Alternative spellings of ‘ease, easing’, for eaves, but used by Henry Best of Elmswell for the thatching on a stack and a protective roof or covering for a wall made of mud.
Possibly ‘elder’, the meaning suggested for it as a place-name element by Smith (PNWR7/182), although in contexts where the reference is to underwood it is almost certainly an alternative spelling of ‘alder’.
In coal-mining documents I detect no significant distinction between these two words, as with ‘head’ and ‘heading’. The ‘end’ might in one sense be the furthest point of a level but ‘to drive on the end’ was to drive parallel to the cleavage of the coal (EDD)
The ‘wheels’ where the Sheffield grinders worked varied in size and capacity, but many had two or more ranges which were known as ends, and in each of these there might be several grindstones in operation (FBH180).
In the manorial system this was a privilege granted to a tenant by the lord, which allowed him to take sufficient wood from the estate for fuel, house repairs or the maintenance of hedges.

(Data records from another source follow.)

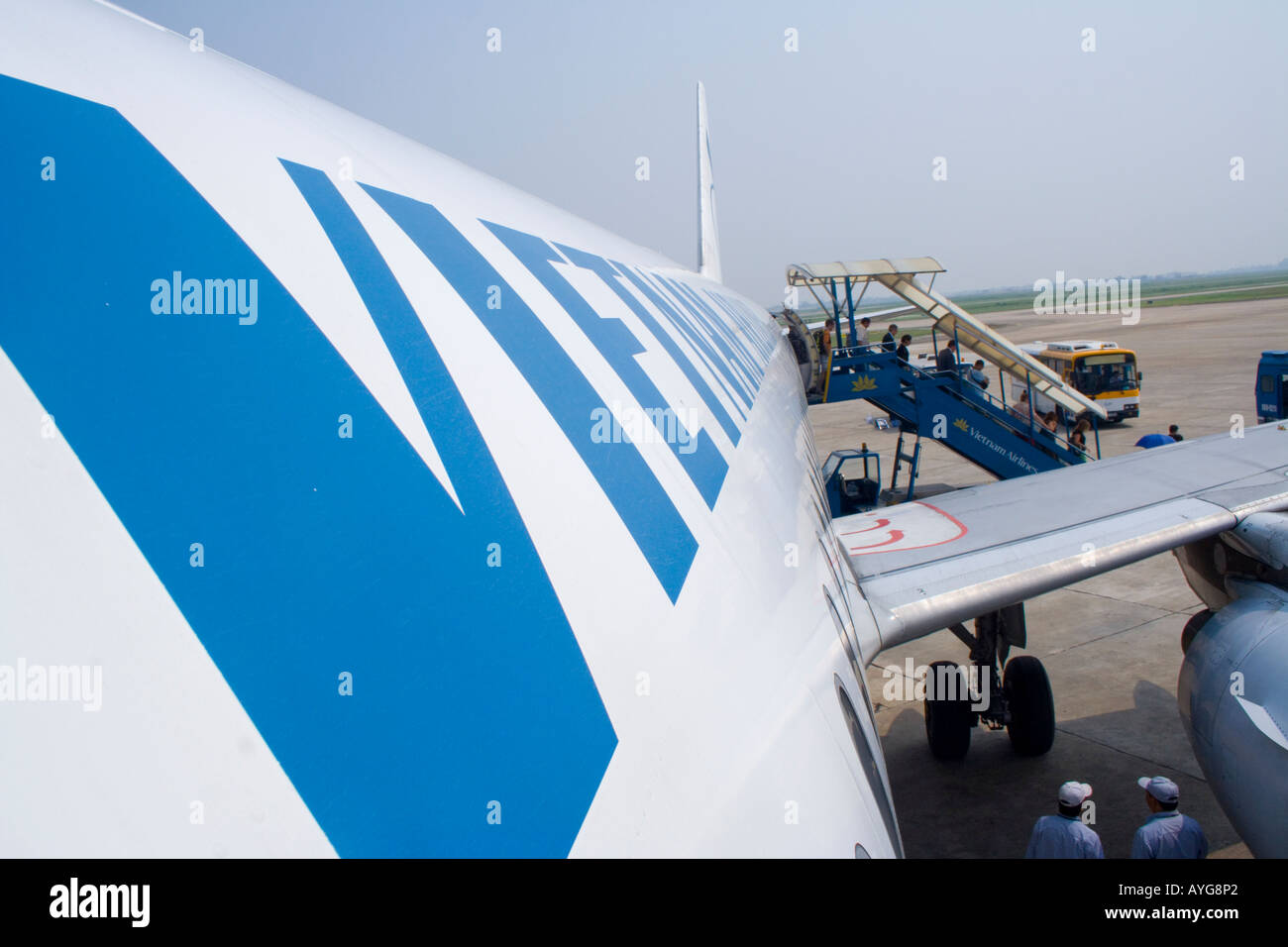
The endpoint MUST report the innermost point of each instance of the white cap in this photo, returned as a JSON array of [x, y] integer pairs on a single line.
[[1160, 788], [1074, 792]]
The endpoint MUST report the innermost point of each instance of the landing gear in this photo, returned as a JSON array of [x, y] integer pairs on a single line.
[[949, 718], [1029, 705], [1019, 699]]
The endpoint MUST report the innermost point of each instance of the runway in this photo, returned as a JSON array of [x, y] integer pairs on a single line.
[[1111, 644]]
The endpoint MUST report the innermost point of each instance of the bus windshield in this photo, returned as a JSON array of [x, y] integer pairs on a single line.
[[1109, 372]]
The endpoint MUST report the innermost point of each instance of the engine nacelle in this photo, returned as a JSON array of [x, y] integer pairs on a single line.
[[1234, 705]]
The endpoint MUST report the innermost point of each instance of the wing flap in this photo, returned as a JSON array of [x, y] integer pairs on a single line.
[[925, 566]]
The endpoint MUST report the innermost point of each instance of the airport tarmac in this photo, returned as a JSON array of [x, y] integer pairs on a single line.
[[1111, 644]]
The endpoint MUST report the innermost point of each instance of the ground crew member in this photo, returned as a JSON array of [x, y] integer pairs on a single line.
[[1167, 834], [1065, 835]]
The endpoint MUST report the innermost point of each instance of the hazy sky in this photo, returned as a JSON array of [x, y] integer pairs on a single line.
[[1104, 162]]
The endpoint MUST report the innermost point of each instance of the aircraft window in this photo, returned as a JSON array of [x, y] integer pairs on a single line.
[[868, 755]]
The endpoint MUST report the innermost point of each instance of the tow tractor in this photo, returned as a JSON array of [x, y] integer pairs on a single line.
[[848, 489], [1273, 386]]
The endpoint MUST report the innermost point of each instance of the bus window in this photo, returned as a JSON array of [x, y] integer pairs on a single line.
[[1096, 373]]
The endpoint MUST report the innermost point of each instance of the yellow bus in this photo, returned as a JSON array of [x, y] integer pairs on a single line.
[[1100, 369]]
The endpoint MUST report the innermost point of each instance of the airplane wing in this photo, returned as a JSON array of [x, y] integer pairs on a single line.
[[923, 566]]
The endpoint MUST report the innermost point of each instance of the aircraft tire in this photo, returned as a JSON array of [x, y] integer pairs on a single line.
[[948, 719], [1028, 696]]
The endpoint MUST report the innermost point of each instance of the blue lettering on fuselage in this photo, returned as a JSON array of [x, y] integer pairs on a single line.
[[612, 277], [618, 467], [618, 346]]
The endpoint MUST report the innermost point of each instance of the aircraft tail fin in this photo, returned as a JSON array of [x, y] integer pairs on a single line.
[[708, 234]]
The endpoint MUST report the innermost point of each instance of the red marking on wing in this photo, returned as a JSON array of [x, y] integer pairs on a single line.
[[879, 525], [896, 535]]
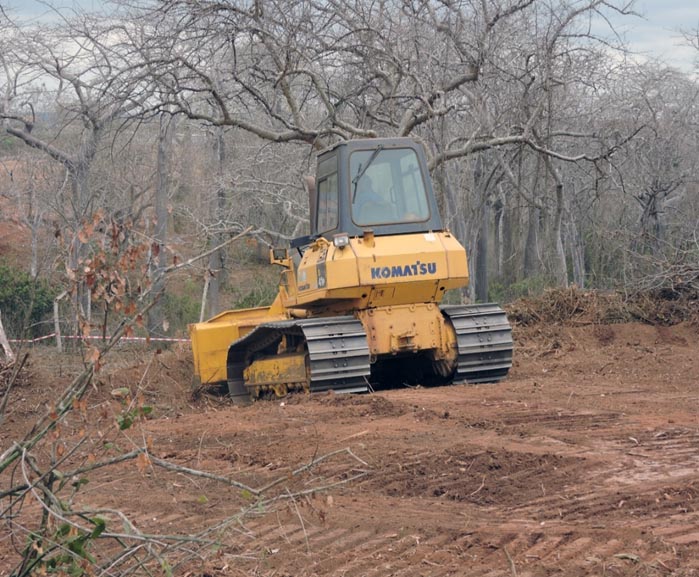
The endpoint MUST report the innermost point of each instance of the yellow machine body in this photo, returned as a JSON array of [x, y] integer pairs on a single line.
[[363, 304], [212, 338]]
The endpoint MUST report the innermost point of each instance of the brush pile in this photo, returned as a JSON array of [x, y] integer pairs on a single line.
[[575, 307]]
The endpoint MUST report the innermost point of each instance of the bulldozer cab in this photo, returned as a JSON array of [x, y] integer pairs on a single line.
[[377, 184]]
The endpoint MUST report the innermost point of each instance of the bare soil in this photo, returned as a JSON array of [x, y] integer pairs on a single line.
[[585, 461]]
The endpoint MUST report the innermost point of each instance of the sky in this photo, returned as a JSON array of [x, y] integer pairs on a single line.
[[653, 35]]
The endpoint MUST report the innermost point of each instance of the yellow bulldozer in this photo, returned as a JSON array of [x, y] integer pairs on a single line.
[[363, 305]]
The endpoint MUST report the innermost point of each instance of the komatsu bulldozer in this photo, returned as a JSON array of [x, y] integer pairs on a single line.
[[362, 307]]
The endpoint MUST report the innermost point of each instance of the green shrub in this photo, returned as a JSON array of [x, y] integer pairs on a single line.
[[24, 302]]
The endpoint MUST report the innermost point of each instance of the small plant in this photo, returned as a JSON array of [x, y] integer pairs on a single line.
[[24, 301]]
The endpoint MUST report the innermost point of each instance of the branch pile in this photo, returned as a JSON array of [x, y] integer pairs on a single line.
[[575, 307]]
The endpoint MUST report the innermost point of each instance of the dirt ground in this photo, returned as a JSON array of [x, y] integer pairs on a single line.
[[585, 461]]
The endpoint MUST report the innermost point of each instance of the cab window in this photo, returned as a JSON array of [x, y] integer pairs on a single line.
[[387, 187]]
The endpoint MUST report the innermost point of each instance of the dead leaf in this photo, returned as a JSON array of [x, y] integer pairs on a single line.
[[142, 462]]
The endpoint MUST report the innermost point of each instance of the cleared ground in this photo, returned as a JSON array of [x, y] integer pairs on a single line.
[[585, 461]]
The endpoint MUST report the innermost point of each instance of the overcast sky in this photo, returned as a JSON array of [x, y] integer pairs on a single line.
[[655, 34]]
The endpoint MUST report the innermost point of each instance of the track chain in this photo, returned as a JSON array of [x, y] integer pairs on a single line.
[[484, 338], [338, 353]]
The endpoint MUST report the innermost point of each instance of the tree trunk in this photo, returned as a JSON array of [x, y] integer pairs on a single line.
[[5, 344], [156, 320], [215, 275]]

This is a legal term derived from the Latin extractum. The noun signified a copy made of any original document, but especially of fines or penalties. More generally it came to mean the fines themselves or any payment enforced by law.
An ‘evidence’ was an important document, particularly a title deed which proved ownership or entitlement to use, and bundles of such documents were quite often referred to as ‘evidences’.

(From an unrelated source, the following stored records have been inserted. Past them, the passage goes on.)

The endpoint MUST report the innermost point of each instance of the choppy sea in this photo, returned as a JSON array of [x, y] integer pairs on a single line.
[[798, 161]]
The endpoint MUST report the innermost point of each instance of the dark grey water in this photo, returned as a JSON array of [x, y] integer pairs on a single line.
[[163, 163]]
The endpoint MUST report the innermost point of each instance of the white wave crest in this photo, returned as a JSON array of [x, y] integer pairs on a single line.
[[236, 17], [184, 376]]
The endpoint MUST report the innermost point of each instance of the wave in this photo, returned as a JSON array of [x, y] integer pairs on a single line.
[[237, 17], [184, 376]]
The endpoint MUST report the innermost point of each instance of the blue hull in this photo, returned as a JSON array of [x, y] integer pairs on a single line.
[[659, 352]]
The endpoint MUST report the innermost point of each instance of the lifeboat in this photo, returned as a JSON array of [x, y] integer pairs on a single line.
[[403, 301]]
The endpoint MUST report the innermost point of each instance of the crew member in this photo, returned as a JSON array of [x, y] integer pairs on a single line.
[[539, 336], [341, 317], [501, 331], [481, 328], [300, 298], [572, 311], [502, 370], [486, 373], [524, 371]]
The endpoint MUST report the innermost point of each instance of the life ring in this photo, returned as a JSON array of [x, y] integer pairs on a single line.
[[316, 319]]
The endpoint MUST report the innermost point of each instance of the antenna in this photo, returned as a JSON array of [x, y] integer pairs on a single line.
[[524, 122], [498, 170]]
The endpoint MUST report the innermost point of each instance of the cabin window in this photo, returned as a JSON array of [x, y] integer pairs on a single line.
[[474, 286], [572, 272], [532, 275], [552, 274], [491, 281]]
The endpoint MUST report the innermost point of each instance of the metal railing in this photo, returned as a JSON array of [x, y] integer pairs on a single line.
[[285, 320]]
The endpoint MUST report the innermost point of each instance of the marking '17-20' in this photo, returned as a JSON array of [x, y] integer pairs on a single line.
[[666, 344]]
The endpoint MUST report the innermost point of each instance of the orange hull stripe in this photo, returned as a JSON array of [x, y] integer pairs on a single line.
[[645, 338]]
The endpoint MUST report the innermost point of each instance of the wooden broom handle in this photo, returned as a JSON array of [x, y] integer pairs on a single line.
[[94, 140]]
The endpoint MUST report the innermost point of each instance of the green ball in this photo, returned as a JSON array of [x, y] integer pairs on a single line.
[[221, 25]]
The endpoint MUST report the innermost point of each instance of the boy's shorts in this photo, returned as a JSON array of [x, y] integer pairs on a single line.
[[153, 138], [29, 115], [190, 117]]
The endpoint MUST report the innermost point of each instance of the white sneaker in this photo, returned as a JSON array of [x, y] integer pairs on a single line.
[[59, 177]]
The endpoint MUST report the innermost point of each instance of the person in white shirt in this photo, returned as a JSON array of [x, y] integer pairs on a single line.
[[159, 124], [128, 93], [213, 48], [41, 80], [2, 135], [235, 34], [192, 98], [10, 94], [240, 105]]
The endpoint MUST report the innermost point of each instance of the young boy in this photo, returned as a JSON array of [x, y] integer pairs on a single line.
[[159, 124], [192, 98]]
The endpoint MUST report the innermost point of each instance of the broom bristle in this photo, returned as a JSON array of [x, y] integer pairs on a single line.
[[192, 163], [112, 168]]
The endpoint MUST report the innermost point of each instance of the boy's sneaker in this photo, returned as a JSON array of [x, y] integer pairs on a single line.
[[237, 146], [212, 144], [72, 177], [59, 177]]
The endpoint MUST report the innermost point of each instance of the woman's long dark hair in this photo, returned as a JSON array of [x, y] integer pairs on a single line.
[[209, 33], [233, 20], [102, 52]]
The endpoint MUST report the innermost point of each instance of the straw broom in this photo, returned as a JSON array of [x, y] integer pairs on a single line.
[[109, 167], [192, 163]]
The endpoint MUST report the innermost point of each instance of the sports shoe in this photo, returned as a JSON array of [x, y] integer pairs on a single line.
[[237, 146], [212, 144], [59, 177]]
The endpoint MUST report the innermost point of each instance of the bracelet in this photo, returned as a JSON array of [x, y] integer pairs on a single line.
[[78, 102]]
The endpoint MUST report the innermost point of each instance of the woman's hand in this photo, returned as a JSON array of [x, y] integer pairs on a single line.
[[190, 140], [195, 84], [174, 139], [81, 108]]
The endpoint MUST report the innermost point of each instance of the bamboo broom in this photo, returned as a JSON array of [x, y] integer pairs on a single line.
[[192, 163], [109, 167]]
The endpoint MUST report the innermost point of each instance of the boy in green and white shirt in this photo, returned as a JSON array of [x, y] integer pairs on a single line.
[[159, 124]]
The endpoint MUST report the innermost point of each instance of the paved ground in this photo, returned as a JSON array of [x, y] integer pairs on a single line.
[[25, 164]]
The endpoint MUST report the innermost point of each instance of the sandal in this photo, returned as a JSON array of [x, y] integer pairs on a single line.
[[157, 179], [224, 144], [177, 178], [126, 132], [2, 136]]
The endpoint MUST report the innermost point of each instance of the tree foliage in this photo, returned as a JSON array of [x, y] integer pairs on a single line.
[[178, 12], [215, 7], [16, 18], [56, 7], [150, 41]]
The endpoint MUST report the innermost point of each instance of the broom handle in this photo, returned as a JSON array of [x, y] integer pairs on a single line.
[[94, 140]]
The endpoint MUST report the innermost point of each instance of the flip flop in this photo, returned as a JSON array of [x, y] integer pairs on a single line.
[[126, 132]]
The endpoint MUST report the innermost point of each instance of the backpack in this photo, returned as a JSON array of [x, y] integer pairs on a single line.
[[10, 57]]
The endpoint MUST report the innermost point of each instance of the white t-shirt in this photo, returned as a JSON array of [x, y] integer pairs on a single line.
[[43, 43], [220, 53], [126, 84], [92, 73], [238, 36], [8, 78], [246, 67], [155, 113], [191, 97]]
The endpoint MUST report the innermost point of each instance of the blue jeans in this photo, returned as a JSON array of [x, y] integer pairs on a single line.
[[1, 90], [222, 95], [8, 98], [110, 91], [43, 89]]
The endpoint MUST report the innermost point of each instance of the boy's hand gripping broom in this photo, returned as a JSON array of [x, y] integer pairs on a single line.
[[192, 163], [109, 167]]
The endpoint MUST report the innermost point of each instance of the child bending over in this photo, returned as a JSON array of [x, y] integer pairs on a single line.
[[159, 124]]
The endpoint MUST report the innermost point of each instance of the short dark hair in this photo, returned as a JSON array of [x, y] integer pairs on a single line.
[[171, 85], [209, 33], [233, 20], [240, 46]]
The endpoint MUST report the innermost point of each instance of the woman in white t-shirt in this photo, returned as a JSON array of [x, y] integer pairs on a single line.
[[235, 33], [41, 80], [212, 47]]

The OED has two early examples of ‘eling’, both in Yorkshire. They date from 1400 and 1525 and, since both refer to the aisle of a church, ‘eling’ may there be a form of ‘aisling’. In most later cases though an ‘eling’ was an aisle or extension in a domestic building.
This was originally a curved broad sword which had the edge on the convex side, although the word may have been used of any sword by the seventeenth century when it occurred frequently.
Found in early documents in connection with water mills. It is likely to refer to the wooden trough which conveyed water from the dam to the water wheel, deriving power from the ‘fall’.